Presiding Judge of the Third Judicial Circuit of South Dakota
- Incumbent
- Assumed office January 1, 2013
- Preceded by: David Gienapp

States Attorney of Deuel County
- In office 2002–2012

Personal details
- Born: 1964 (age 61–62) Clear Lake, South Dakota, U.S.
- Alma mater: South Dakota State University (BS) University of South Dakota (JD)

Military service
- Allegiance: United States
- Branch/service: United States Army
- Years of service: 1981-2017
- Rank: Lieutenant Colonel
- Unit: J.A.G. Corps
- Battles/wars: Gulf War

= Gregory J. Stoltenburg =

American judge

Gregory J. Stoltenburg (born 1964) is an American lawyer, veteran, and current presiding judge of the Third Judicial Circuit in South Dakota.

== Early life and education==
Born in Clear Lake, South Dakota, Stoltenburg earned a bachelor's degree in Agricultural Business and Commercial Economics from South Dakota State University in May 1986. In 1981, he joined the South Dakota Army National Guard (SDARNG) and served on active duty in Saudi Arabia during Operation Desert Storm in 1991. He also volunteered for service following Hurricane Katrina in 2005. Stoltenburg attended the University of South Dakota School of Law, graduating with Sterling honors in 1995.

==Career==
Following graduation, he worked as a judicial law clerk for Justice John K. Konenkamp of the South Dakota Supreme Court before returning to his hometown of Clear Lake in 1996 to practice law. Stoltenburg continued his military service in the U.S. Army JAG Corps in 1996 and subsequently attended The JAG School at the University of Virginia.

In addition to his private practice, Stoltenburg was Deuel County Deputy States Attorney from 1996 to 2000 and as the Deuel County States Attorney from 2000 to 2012. Stoltenburg eventually rose to become the Deputy Staff Judge Advocate for the South Dakota Army National Guard. He retired from the JAG Corps with the rank of Lieutenant Colonel in 2017.

==State judicial service==
He was appointed by Governor Dennis Daugaard in October 2012 to replace David Gienapp. Stoltenburg took office after Gienapp's retirement on January 1, 2013. He was re-elected in 2014 for a term that expires in 2022. In April 2015, Stoltenburg was appointed presiding judge of the Third Circuit by Chief Justice David Gilbertson.

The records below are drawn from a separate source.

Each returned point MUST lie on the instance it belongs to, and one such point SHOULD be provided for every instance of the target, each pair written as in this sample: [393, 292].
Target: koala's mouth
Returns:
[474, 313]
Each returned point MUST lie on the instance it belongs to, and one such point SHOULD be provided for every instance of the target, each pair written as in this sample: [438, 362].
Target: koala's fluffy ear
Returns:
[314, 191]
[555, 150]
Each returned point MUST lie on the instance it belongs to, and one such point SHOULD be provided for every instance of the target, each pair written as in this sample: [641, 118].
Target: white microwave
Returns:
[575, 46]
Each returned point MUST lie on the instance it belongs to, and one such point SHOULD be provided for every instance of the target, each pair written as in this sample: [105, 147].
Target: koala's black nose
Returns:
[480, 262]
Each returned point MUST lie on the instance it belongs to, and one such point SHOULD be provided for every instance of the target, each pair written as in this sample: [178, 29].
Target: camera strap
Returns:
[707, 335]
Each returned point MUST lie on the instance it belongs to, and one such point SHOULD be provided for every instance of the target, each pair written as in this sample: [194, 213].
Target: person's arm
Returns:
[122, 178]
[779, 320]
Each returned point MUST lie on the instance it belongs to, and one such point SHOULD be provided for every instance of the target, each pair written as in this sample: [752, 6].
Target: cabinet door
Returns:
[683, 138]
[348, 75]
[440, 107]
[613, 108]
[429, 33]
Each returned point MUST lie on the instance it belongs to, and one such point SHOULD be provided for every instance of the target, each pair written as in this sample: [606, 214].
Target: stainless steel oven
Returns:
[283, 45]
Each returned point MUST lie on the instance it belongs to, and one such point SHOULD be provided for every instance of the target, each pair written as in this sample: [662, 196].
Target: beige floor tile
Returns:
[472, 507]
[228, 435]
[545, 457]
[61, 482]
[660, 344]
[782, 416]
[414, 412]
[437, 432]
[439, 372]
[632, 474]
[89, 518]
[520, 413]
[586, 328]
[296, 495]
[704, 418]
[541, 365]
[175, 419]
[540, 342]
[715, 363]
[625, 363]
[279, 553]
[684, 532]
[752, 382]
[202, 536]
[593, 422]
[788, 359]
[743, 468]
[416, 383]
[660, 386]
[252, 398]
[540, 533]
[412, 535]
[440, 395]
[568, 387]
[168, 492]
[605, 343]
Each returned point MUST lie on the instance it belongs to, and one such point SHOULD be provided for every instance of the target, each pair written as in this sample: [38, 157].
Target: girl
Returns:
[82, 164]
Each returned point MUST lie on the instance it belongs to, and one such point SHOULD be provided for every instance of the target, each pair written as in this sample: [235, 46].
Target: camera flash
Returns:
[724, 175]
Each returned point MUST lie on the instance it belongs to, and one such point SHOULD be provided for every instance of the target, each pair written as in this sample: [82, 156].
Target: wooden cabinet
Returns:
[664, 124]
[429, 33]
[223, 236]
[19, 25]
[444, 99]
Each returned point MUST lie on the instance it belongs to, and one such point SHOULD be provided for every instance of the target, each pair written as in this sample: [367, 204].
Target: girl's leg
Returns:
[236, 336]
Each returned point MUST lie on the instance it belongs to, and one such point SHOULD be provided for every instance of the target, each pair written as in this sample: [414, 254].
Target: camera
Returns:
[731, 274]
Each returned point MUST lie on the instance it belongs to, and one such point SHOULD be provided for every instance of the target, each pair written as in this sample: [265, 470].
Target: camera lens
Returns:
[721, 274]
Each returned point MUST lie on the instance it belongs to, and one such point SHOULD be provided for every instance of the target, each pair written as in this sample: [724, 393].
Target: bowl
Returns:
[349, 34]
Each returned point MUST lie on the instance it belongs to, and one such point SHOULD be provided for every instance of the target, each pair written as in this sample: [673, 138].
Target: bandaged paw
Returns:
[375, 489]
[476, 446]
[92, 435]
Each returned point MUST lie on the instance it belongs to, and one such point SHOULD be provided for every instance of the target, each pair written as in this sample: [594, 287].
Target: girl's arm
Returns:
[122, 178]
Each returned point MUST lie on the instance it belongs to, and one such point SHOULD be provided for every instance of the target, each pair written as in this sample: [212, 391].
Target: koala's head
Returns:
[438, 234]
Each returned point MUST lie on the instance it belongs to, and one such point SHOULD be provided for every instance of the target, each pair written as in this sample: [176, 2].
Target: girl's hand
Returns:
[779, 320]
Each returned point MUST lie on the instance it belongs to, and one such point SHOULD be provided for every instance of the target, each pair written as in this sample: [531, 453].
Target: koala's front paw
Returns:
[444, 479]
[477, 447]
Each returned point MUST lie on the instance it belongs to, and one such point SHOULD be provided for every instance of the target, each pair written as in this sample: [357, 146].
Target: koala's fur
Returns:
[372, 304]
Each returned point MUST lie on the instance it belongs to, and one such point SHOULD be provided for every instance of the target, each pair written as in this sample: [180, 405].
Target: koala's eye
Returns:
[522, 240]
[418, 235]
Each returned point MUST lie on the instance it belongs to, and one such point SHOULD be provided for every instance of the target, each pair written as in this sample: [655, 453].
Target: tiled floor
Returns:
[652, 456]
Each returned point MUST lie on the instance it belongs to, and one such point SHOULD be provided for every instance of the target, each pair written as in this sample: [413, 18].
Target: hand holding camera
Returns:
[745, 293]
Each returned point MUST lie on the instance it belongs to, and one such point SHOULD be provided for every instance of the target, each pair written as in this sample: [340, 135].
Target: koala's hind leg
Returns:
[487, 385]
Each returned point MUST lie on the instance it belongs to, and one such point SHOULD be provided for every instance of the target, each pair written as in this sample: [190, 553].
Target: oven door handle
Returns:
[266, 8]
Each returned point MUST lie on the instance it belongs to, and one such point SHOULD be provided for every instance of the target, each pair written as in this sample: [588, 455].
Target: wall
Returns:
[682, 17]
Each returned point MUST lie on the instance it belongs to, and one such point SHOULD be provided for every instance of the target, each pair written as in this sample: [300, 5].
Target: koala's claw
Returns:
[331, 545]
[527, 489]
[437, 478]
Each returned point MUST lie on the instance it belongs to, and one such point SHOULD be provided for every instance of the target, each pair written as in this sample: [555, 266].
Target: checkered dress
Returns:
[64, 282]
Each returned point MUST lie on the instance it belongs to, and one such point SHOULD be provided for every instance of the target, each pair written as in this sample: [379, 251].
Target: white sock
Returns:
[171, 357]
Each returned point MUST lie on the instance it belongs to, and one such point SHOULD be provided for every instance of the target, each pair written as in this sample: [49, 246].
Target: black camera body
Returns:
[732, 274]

After being appointed to the circuit bench, Stoltenburg has sat on the South Dakota Supreme Court bench lieu Justice John K. Konenkamp, whom he had clerked for, on a number of cases.

==Personal life==
Stoltenburg is a member of St. Mary's Catholic Church in Clear Lake and is involved in many community organizations and events. He and his wife, Lynn, have five children.